In regard to Doe's proposed housing, Doe's mother's letter did not provide explicit assurance that she would permit Doe to live with her. Instead, she wrote that he could come to her house to talk and watch television. In addition, Doe provided nothing to support his averment that he would be gainfully employed once he was released from jail. Finally, although Doe submitted proof of his attendance at certain programs afforded to inmates as indicative of his likelihood of stability once he returned to the community, Doe did not provide any supplemental reports as to his progress in these programs.

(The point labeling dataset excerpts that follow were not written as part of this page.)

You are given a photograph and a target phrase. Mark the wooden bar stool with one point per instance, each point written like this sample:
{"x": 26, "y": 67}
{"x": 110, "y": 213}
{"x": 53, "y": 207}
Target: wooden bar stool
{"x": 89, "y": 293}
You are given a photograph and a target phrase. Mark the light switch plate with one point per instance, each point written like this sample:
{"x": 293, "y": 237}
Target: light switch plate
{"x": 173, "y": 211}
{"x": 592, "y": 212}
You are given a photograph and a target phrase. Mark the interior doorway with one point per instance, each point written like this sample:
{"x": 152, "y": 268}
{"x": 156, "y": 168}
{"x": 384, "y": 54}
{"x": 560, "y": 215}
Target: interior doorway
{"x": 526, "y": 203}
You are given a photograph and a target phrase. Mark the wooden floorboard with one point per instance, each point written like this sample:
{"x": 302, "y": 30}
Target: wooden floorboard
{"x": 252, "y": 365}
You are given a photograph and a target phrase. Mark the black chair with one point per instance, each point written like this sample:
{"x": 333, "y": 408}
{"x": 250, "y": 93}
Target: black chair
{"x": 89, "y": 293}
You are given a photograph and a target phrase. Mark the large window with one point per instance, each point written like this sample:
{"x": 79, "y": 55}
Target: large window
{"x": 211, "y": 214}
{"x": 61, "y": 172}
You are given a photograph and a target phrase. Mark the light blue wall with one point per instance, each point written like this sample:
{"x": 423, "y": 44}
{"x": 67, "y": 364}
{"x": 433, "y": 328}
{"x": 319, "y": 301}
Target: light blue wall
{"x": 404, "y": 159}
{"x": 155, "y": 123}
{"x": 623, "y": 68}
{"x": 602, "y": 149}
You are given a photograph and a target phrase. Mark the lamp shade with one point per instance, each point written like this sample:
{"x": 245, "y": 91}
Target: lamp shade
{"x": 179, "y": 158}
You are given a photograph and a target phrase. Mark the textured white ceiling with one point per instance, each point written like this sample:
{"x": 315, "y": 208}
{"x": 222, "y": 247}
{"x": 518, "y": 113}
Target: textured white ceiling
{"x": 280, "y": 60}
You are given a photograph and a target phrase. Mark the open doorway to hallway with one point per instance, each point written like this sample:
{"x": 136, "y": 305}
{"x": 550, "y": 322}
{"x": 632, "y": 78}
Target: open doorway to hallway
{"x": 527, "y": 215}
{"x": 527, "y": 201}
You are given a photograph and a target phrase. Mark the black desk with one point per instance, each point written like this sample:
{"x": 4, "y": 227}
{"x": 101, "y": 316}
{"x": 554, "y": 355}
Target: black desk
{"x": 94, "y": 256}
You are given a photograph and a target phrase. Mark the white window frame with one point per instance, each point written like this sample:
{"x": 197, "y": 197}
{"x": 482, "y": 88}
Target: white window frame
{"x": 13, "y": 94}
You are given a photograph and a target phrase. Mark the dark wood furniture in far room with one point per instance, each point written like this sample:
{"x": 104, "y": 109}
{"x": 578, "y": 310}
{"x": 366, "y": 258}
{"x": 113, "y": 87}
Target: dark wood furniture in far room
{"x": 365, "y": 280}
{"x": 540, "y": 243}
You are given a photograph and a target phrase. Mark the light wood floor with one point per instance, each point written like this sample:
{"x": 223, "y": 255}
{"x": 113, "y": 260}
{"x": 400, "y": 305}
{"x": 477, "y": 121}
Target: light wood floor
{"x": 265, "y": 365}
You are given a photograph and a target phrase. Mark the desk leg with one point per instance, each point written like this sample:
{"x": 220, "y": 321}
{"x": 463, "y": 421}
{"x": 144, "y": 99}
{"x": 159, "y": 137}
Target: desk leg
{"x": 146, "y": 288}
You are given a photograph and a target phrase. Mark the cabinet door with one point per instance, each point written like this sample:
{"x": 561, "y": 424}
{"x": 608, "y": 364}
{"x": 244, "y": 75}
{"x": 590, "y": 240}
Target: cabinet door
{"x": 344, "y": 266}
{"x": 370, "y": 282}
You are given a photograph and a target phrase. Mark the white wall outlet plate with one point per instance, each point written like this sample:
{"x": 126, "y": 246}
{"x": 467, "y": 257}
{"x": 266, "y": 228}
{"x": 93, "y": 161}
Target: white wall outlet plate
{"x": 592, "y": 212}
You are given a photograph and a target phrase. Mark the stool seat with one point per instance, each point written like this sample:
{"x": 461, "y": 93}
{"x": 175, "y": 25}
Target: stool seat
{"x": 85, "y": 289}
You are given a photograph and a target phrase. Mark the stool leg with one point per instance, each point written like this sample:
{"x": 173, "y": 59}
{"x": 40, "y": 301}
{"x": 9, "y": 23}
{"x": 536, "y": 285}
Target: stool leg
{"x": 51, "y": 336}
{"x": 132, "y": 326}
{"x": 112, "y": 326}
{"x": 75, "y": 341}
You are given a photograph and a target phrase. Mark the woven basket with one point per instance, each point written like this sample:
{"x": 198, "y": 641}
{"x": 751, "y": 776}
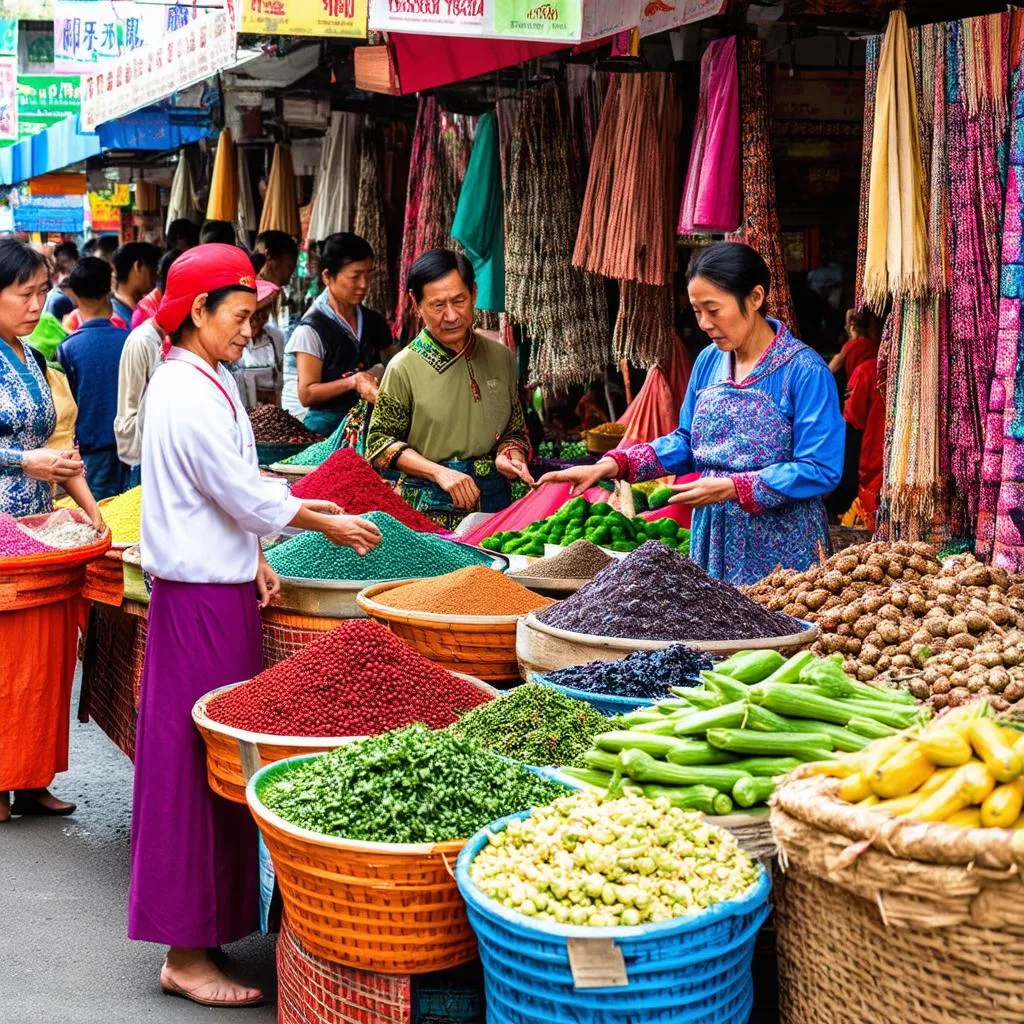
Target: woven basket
{"x": 233, "y": 755}
{"x": 393, "y": 908}
{"x": 885, "y": 919}
{"x": 544, "y": 648}
{"x": 480, "y": 645}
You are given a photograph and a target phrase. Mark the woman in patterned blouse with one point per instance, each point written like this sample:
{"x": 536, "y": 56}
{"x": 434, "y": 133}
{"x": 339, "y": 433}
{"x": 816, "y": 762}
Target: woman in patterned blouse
{"x": 28, "y": 470}
{"x": 760, "y": 423}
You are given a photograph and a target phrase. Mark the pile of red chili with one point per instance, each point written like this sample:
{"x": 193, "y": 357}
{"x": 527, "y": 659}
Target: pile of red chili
{"x": 350, "y": 481}
{"x": 357, "y": 680}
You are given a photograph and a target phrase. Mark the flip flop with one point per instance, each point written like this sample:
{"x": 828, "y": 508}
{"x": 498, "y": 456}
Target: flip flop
{"x": 173, "y": 988}
{"x": 33, "y": 807}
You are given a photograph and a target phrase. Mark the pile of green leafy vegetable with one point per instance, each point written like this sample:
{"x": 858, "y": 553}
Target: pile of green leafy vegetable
{"x": 409, "y": 785}
{"x": 535, "y": 724}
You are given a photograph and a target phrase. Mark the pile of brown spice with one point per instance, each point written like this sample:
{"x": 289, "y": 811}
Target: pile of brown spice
{"x": 473, "y": 591}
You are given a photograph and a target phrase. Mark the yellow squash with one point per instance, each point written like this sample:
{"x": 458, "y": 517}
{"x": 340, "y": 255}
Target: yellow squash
{"x": 902, "y": 773}
{"x": 1001, "y": 760}
{"x": 1003, "y": 805}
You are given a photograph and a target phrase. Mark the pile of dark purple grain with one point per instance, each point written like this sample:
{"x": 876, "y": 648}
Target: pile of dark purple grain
{"x": 656, "y": 594}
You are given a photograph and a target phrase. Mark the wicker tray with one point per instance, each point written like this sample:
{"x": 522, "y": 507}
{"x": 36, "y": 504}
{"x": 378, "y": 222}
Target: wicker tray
{"x": 482, "y": 645}
{"x": 886, "y": 919}
{"x": 233, "y": 755}
{"x": 545, "y": 648}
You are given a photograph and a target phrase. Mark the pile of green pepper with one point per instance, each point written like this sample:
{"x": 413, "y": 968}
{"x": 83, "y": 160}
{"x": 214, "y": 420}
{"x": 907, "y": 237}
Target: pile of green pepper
{"x": 597, "y": 522}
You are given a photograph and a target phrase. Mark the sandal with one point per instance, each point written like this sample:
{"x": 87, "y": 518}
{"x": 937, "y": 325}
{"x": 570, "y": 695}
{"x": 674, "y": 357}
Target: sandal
{"x": 170, "y": 987}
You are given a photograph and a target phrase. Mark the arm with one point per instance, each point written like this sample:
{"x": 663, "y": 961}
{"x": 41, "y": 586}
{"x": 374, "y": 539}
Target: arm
{"x": 818, "y": 439}
{"x": 133, "y": 375}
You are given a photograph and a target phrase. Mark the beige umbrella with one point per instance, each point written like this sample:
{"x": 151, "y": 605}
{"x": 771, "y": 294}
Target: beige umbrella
{"x": 281, "y": 208}
{"x": 223, "y": 204}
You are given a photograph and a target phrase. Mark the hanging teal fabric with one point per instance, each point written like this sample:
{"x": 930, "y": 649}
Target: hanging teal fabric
{"x": 479, "y": 218}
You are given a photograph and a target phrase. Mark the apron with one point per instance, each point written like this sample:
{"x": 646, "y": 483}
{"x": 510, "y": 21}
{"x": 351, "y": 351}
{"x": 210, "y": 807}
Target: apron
{"x": 740, "y": 430}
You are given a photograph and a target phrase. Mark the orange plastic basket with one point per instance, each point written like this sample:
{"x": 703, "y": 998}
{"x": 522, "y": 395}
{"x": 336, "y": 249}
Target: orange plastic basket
{"x": 392, "y": 908}
{"x": 481, "y": 645}
{"x": 232, "y": 755}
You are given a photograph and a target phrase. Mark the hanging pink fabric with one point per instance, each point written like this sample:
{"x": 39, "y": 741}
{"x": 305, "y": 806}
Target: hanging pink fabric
{"x": 713, "y": 195}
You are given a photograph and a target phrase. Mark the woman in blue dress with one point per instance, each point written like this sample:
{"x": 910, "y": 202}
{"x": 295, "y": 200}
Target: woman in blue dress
{"x": 760, "y": 423}
{"x": 33, "y": 718}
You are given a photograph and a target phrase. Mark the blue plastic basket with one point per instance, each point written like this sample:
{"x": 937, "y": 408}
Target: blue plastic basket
{"x": 693, "y": 970}
{"x": 606, "y": 704}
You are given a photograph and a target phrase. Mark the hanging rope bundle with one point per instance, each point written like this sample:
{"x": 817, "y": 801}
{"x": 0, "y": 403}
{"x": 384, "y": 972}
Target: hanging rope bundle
{"x": 440, "y": 151}
{"x": 626, "y": 227}
{"x": 761, "y": 228}
{"x": 370, "y": 222}
{"x": 562, "y": 309}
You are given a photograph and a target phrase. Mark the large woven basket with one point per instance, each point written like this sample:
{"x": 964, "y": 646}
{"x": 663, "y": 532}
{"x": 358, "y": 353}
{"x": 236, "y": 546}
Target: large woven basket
{"x": 393, "y": 908}
{"x": 233, "y": 755}
{"x": 480, "y": 645}
{"x": 885, "y": 919}
{"x": 544, "y": 648}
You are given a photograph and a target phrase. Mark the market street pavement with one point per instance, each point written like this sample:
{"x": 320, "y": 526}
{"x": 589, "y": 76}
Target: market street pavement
{"x": 65, "y": 957}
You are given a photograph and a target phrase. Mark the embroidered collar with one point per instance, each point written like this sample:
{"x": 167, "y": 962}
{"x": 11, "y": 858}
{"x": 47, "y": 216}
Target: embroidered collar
{"x": 435, "y": 354}
{"x": 782, "y": 348}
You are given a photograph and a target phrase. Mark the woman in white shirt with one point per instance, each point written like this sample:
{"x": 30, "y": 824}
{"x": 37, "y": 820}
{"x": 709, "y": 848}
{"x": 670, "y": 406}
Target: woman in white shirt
{"x": 194, "y": 855}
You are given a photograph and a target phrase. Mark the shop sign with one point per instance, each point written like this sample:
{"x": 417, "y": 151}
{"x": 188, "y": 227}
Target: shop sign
{"x": 662, "y": 15}
{"x": 543, "y": 20}
{"x": 192, "y": 54}
{"x": 87, "y": 33}
{"x": 327, "y": 18}
{"x": 59, "y": 214}
{"x": 8, "y": 99}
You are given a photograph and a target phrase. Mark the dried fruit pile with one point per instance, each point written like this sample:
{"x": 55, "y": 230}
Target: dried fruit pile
{"x": 357, "y": 680}
{"x": 273, "y": 426}
{"x": 948, "y": 632}
{"x": 347, "y": 479}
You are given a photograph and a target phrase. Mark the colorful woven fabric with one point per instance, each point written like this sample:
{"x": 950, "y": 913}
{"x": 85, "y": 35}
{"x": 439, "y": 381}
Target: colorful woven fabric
{"x": 761, "y": 228}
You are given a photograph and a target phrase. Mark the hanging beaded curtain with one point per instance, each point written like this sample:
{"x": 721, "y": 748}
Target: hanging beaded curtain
{"x": 562, "y": 309}
{"x": 1000, "y": 532}
{"x": 975, "y": 126}
{"x": 627, "y": 224}
{"x": 761, "y": 228}
{"x": 440, "y": 152}
{"x": 370, "y": 222}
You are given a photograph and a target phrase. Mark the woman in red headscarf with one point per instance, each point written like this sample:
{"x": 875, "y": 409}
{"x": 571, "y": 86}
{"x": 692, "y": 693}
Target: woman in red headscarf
{"x": 194, "y": 855}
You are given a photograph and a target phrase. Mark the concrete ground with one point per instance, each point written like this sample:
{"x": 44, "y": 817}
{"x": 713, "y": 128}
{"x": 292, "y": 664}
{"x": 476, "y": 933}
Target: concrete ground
{"x": 65, "y": 957}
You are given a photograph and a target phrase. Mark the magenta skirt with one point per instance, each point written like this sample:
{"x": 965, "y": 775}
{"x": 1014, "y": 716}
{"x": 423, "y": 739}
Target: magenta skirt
{"x": 194, "y": 855}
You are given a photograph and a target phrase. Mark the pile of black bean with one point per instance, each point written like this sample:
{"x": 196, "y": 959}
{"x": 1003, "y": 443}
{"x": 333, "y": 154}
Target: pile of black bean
{"x": 642, "y": 674}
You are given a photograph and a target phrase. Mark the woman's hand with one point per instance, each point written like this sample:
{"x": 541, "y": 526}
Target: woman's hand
{"x": 351, "y": 531}
{"x": 267, "y": 583}
{"x": 367, "y": 386}
{"x": 512, "y": 465}
{"x": 460, "y": 487}
{"x": 323, "y": 508}
{"x": 707, "y": 491}
{"x": 582, "y": 477}
{"x": 48, "y": 464}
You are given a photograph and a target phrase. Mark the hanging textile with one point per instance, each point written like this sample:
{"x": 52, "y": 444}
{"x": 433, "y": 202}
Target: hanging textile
{"x": 761, "y": 228}
{"x": 625, "y": 226}
{"x": 1000, "y": 529}
{"x": 975, "y": 121}
{"x": 246, "y": 224}
{"x": 336, "y": 181}
{"x": 563, "y": 310}
{"x": 183, "y": 203}
{"x": 479, "y": 218}
{"x": 281, "y": 206}
{"x": 895, "y": 261}
{"x": 223, "y": 202}
{"x": 370, "y": 223}
{"x": 440, "y": 151}
{"x": 713, "y": 195}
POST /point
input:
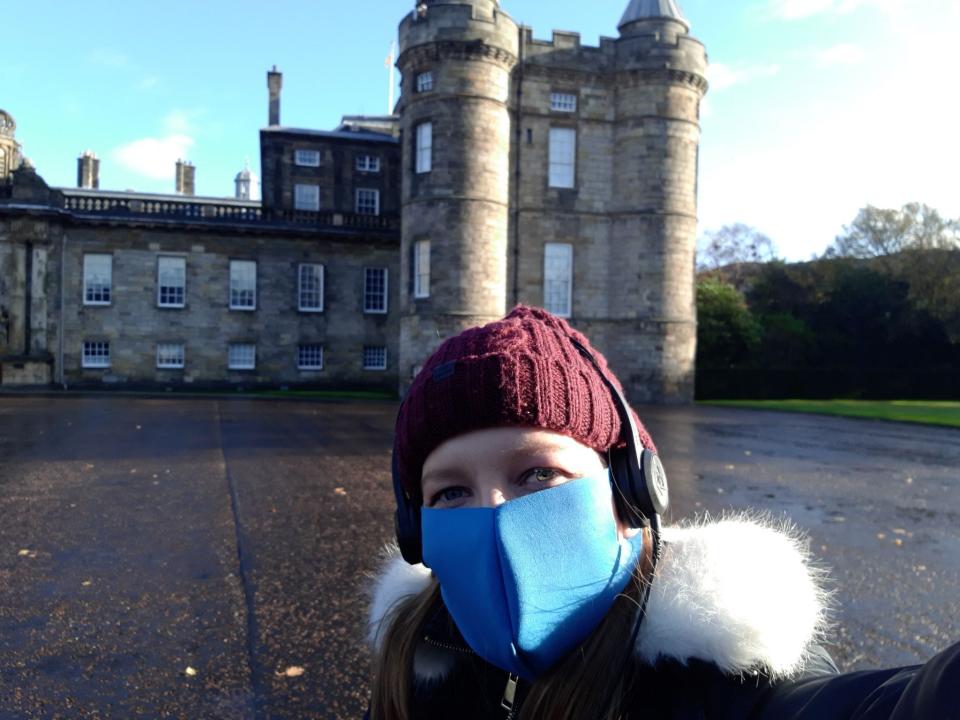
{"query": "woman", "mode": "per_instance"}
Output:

Even if it were error to give factor 34 moderate mitigating weight, such error would be harmless due to the evidence of Doe's high risk to reoffend sexually and the high degree of danger he poses to the community. Specifically, the hearing examiner found that Doe's 2018 commission of a sex offense, which occurred after his rape conviction in 2008, supported the application of statutory high-risk factor 2 (repetitive and compulsive behavior) at full weight. The hearing examiner also found that Doe's sex offense against a child supported application of statutory high-risk factor 3 (adult offender and child victim). In addition, Doe has a significant criminal history that includes numerous violations of probation. Thus, when considering the petitioner's governing sex offenses and the risk-elevating factors, affording Doe full mitigating weight for factor 34 would not have changed the examiner's decision to reclassify Doe as a level three sex offender.
Judgment affirmed.
The panelists are listed in order of seniority.